How to specify a hierarchical GAM (HGAM) model with two categorical & a continuous predictor using s(y1, by=y2:y3)) in mgcv?

Starting with dummy data for the question:

zone <- c(rep("Z1",1000),rep("Z2",1000),rep("Z3",1000),rep("Z4",1000))
scenario <- rep(c(rep("S1",250),rep("S2",250),rep("S3",250),rep("S4",250)),4)
model <- rep(rep(c(rep("m1",50),rep("m2",50),rep("m3",50),rep("m4",50),rep("m5",50)),4),4)
time <- rep(seq(2021,2070), 80)
response <- rep(c(rep(rnbinom(50, mu =exp(4), size = 50), 5), 
        rep(rnbinom(50, mu =exp(4.5), size = 50), 5), 
        rep(rnbinom(50, mu =exp(5), size = 50), 5), 
        rep(rnbinom(50, mu =exp(6), size = 50), 5)),4)

df <- cbind(zone, scenario, model, time, response)
df <- as.data.frame(df)
df$zone <- as.factor(df$zone)
df$scenario <- as.factor(df$scenario)
df$model <- as.factor(df$model)
df$time <- as.numeric(df$time)
df$response <- as.numeric(df$response)

I'm trying to fit a fairly simple GAM model in mgcv in R. I'm interested in how a response variable might vary through time (predictions between 2021 - 2070). I expect that the response will be non-linear, so I first fit a smoother over time:

library(mgcv)

m1 <- response ~ s(time)

In this case, there are four models (m1, m2, m3, m4) that each predict how the response may vary into the future under four different "scenarios" of increasing intensity (S1, S2, S3, S4). I'm not explicitly interested in how the models vary (I expect them to), but instead I'm interested in how the scenarios (from all four model predictions) may vary into the future. To account for this structure of the data (i.e. that each scenario contains four model predictions), I've included "model" as a random effect:

m2 <- gam(response~s(time, k=-1) + scenario + s(model, bs='re'), data=df)

Given that the non-linear response between "response" and "time" is likely to vary among scenarios, I've fitted a model with separate smoothers for each level of scenario using the "by" function:

m3 <- gam(response~s(time, by=scenario, k=-1) + scenario + s(model, bs='re'), data=df)

To add to the complexity, the area that the predictions are modeled from is split into four separate zones, so an additive term of "zone" is included in the model:

m4 <- gam(response~s(time, by=scenario, k=-1) + scenario + zone + s(model, bs='re'), data=df)

My question is: I've accounted for the expectation that the "wigglyness" of the response through time may vary across scenarios in m3 by including s(time, by=scenario, k=-1), but... how do I expand that model to account for the potential for the response to vary not only by scenario but also by zone? I envisioned this as something like:

m5 <- gam(response~s(time, by=scenario:zone, k=-1) + scenario + zone + s(model, bs='re'), data=df)

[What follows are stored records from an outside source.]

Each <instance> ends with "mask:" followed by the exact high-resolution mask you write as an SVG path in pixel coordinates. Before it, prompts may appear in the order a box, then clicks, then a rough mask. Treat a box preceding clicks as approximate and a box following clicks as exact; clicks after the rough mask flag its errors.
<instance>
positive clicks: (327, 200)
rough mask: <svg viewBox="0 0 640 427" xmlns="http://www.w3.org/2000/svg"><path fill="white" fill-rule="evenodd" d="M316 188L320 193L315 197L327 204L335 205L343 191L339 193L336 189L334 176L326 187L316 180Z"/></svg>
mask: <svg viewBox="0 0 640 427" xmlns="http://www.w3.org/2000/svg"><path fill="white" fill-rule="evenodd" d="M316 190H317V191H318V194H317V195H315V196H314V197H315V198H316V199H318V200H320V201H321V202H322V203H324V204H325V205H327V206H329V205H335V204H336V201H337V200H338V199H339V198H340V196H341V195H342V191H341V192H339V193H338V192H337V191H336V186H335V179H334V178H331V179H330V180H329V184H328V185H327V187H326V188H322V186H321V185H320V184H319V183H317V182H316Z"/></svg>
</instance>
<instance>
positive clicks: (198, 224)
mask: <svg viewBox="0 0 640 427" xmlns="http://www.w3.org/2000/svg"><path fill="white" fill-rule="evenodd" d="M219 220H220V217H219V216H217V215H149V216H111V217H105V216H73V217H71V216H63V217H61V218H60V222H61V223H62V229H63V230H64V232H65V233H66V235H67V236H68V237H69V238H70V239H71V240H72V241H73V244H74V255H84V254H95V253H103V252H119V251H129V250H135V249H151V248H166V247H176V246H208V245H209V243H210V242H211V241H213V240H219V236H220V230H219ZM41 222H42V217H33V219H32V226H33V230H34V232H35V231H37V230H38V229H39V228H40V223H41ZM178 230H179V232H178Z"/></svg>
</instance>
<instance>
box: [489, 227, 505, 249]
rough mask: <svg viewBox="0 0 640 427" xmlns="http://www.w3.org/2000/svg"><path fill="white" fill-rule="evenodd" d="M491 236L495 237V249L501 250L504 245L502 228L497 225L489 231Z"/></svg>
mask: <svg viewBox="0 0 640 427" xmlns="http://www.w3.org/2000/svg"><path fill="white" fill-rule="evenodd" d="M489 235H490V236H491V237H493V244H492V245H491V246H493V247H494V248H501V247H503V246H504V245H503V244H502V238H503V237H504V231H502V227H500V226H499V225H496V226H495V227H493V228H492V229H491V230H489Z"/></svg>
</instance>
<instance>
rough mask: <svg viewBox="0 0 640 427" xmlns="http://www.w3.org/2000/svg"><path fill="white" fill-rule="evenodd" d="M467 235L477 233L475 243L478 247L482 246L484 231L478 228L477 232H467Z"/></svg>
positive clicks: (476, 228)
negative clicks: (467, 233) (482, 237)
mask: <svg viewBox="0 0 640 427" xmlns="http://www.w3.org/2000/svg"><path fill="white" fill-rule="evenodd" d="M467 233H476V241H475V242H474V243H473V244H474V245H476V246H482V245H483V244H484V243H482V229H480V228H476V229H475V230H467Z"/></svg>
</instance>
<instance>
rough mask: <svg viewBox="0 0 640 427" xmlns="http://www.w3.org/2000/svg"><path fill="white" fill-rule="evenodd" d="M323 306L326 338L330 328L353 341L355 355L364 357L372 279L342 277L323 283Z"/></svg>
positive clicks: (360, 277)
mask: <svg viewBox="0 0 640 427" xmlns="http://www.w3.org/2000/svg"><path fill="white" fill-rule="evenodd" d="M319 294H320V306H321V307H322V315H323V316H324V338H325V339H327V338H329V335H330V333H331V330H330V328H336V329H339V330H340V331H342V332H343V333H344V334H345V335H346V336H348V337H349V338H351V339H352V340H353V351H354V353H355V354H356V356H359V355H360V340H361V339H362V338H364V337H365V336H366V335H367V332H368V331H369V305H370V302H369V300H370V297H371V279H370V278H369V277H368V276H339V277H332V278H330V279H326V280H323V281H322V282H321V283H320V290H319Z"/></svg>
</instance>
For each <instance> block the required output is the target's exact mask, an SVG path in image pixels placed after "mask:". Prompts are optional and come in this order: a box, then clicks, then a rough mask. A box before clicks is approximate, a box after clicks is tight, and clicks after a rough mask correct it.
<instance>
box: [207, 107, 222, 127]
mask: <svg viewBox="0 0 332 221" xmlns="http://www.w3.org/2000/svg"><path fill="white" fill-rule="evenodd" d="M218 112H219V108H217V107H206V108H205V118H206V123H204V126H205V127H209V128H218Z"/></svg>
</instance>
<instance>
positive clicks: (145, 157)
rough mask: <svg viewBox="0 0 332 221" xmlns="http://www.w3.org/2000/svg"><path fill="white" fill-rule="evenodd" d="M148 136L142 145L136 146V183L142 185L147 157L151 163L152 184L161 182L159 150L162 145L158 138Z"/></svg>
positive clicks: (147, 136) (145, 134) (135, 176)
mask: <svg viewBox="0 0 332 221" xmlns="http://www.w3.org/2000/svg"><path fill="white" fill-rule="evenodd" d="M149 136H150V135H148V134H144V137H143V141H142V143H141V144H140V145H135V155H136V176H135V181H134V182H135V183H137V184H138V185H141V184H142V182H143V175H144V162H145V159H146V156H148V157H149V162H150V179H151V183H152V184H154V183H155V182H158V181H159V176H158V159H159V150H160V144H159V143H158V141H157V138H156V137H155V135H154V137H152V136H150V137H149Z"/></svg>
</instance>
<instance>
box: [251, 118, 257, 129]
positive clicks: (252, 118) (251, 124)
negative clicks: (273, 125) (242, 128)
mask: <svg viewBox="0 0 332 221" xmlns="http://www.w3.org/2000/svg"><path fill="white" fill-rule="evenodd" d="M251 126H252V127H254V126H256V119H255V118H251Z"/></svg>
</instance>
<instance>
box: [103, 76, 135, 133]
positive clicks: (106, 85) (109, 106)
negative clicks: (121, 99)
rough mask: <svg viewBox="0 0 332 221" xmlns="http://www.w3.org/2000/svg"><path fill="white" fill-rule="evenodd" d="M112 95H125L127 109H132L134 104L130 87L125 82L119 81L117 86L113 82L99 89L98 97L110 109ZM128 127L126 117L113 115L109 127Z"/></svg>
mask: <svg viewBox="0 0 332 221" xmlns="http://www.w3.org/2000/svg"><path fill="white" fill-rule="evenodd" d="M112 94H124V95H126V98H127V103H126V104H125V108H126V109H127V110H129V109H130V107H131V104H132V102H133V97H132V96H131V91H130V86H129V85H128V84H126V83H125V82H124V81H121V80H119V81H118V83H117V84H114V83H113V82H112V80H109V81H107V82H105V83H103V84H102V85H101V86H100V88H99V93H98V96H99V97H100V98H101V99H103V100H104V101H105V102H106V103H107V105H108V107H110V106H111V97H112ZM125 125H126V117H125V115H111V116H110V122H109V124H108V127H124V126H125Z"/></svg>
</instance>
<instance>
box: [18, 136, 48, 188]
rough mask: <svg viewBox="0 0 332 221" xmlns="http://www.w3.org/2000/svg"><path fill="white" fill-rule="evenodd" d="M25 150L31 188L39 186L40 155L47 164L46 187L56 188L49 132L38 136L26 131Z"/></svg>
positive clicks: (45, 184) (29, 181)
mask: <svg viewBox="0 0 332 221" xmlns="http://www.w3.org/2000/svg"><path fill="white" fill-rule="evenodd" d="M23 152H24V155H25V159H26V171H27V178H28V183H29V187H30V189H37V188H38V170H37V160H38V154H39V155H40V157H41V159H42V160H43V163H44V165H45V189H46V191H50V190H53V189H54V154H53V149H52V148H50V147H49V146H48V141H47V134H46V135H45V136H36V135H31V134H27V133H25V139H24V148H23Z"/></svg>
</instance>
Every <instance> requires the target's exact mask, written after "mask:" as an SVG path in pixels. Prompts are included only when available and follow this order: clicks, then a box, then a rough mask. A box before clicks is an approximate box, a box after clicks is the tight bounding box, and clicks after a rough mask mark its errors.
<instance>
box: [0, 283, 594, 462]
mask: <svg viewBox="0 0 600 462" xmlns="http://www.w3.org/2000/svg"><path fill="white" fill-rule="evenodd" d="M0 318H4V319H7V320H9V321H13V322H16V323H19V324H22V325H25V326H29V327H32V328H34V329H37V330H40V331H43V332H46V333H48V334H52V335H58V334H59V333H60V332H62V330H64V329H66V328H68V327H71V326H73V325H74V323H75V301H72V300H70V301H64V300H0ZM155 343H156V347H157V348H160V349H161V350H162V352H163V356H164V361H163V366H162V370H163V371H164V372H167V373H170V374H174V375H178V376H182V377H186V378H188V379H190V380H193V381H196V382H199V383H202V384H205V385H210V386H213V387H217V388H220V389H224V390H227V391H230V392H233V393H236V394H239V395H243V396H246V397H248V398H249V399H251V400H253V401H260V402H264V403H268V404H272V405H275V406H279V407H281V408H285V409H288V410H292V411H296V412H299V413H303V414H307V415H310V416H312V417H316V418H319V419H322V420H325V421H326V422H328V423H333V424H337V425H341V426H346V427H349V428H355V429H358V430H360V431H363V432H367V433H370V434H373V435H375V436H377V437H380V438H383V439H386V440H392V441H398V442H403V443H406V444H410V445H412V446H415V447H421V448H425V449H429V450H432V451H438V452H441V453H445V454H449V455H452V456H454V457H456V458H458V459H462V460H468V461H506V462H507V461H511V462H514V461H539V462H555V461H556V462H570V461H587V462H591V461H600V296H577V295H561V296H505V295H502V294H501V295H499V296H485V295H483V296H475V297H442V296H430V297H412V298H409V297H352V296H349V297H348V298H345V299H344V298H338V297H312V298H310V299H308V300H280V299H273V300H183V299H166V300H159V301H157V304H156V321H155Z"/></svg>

But this isn't the correct syntax. After reading the honestly excellent paper "Hierarchical generalized additive models in ecology: an introduction with mgcv" in PeerJ several times now, but I'm struggling to understand the leap between the nonlinear functional relationship between a simple x~s(y) gam model and how the shape of the function varies between not one, but two different grouping levels.

As far as I can tell I'd need "A single common smoother plus group-level smoothers with differing wiggliness (Model GI)" approach here to allow each each group-specific smoother (here "scenario" and "zone") to have its own smoothing parameter and hence its own level of wiggliness, but i'm struggling to see how this model would fit into the HGAM approach. How can I adapt M5 to fit within the HGAM framework?

Solution

The factor by variable really just codes for the rows in the input data that should be kept together and get their own smooth.

So your intuition is right, that you need the interaction of scenario and zone, but in practice you can't do it via a formula operation inside s() or te() etc.

What you need to do is create the interaction first in your data and then pass that to the by argument:

df <- transform(df, zone_in_scenario = interaction(zone, scenario, drop = TRUE))

The you can use by = zone_in_scenario in your smooth.

You also need to adjust the factor fixed effects to be zone * scenario as you need group means for each combination of these two factors, and this will get you a group mean for each of the smooths that will now be fitted.